When to Look at Your Authentication?
Most of the time, your authentication system will run nice and quiet in the background, busily doing your business with unparalleled amounts of sound. However, you should check it periodically to make sure everything’s still functioning as it should. After all, what might have sufficed in the past can be rendered obsolete by the passage of time and the development of malicious practices.
There are several ways of doing this. The most basic approach is to adopt manual testing concepts like just sending an email to your account and seeing what happens. You’ll then see exactly what transpires in terms of the message being safely delivered in the first place and not shoved into Spam. A side benefit here is that you can pretend to be the customer. In doing so, you can try to appreciate how the email comes across to someone not connected with the company. Is it clear? Is it too pushy? Is it too passive?
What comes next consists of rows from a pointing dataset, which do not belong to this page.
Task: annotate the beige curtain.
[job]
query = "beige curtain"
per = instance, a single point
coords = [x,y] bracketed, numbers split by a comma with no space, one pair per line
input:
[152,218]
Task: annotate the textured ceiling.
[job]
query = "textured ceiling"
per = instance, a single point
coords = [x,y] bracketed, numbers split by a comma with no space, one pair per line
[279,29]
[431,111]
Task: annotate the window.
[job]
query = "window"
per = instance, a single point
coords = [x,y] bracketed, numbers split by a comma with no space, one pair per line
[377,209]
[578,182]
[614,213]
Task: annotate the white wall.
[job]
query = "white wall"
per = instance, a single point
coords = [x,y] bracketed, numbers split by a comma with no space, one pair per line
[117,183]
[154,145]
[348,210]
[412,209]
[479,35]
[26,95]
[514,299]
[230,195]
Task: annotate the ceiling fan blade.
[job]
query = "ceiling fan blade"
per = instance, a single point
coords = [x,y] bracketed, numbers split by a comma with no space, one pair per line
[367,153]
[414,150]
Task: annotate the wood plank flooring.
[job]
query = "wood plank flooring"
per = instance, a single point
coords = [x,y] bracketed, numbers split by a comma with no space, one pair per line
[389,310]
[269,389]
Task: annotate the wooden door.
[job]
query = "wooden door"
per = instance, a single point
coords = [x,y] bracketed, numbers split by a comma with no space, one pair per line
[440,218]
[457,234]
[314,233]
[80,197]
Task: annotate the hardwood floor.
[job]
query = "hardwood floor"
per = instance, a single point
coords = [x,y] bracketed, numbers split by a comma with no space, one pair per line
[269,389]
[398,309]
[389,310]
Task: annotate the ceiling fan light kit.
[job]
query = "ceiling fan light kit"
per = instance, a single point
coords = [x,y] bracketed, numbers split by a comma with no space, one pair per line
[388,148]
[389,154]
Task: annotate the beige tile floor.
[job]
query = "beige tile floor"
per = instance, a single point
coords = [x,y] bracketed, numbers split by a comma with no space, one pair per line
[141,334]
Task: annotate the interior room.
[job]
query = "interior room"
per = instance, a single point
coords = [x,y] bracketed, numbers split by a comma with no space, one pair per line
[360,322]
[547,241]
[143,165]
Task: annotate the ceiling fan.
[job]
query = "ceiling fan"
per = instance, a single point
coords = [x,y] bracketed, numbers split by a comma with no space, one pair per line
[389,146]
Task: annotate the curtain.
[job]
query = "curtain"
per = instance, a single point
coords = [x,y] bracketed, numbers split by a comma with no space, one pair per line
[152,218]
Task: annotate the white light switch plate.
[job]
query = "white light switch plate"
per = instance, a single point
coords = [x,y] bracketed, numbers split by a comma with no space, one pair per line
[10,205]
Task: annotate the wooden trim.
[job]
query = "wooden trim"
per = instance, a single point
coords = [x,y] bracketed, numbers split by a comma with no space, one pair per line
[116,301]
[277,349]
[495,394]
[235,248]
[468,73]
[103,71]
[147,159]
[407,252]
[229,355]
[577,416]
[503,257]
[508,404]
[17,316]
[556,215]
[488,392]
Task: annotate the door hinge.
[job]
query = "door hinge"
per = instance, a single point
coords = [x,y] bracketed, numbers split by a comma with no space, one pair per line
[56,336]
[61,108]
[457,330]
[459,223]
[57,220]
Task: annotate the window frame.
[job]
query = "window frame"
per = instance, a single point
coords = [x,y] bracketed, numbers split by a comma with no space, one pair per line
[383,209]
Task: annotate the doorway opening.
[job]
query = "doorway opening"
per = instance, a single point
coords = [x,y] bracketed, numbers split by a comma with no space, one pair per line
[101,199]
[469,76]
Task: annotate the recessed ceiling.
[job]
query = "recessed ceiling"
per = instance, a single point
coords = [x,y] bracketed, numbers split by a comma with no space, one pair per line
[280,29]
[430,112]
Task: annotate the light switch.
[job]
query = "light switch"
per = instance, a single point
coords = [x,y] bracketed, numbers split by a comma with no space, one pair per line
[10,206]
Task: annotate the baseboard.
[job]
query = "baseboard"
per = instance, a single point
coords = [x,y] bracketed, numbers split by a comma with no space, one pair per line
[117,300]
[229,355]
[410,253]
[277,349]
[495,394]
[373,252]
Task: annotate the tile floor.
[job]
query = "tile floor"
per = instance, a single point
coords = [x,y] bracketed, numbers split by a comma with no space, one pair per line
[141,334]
Another technique worth adopting is monitoring your marketing data. If there are unexplained surges in rejected messages or a plummeting engagement, then your authentication might be something amiss. Your email platform should be able to deliver this information - go to the marketing area and check email details to see the performance data you need.
DMARC is another source of information, so do use it if you’ve got it. It’s a good idea to do this kind of check regularly in any case, but especially before any significant marketing operation.
After all, marketing campaigns aren’t cheap, and you don’t want your effort scuppered because of faulty authentication. Authentication will ensure that this connection gets made in the first place. Another good idea is to check your authentication records if you’ve changed your DNS provider, as this can play havoc with authentication.
We can learn a lot from newspapers and other media. They spend a great deal of time and effort establishing and nurturing their reputations so that people learn to trust them. Anything that might interfere with that reputation - an uncorroborated story, for instance - is treated with extreme caution.
So it should be with anything that impacts your business profile. Being associated with unwanted elements cannot harm your hard-won reputation for honesty and competence. Using email authentication, you can be sure that this crucial part of your communication with your customers is as free as possible from sham, scam, and spam.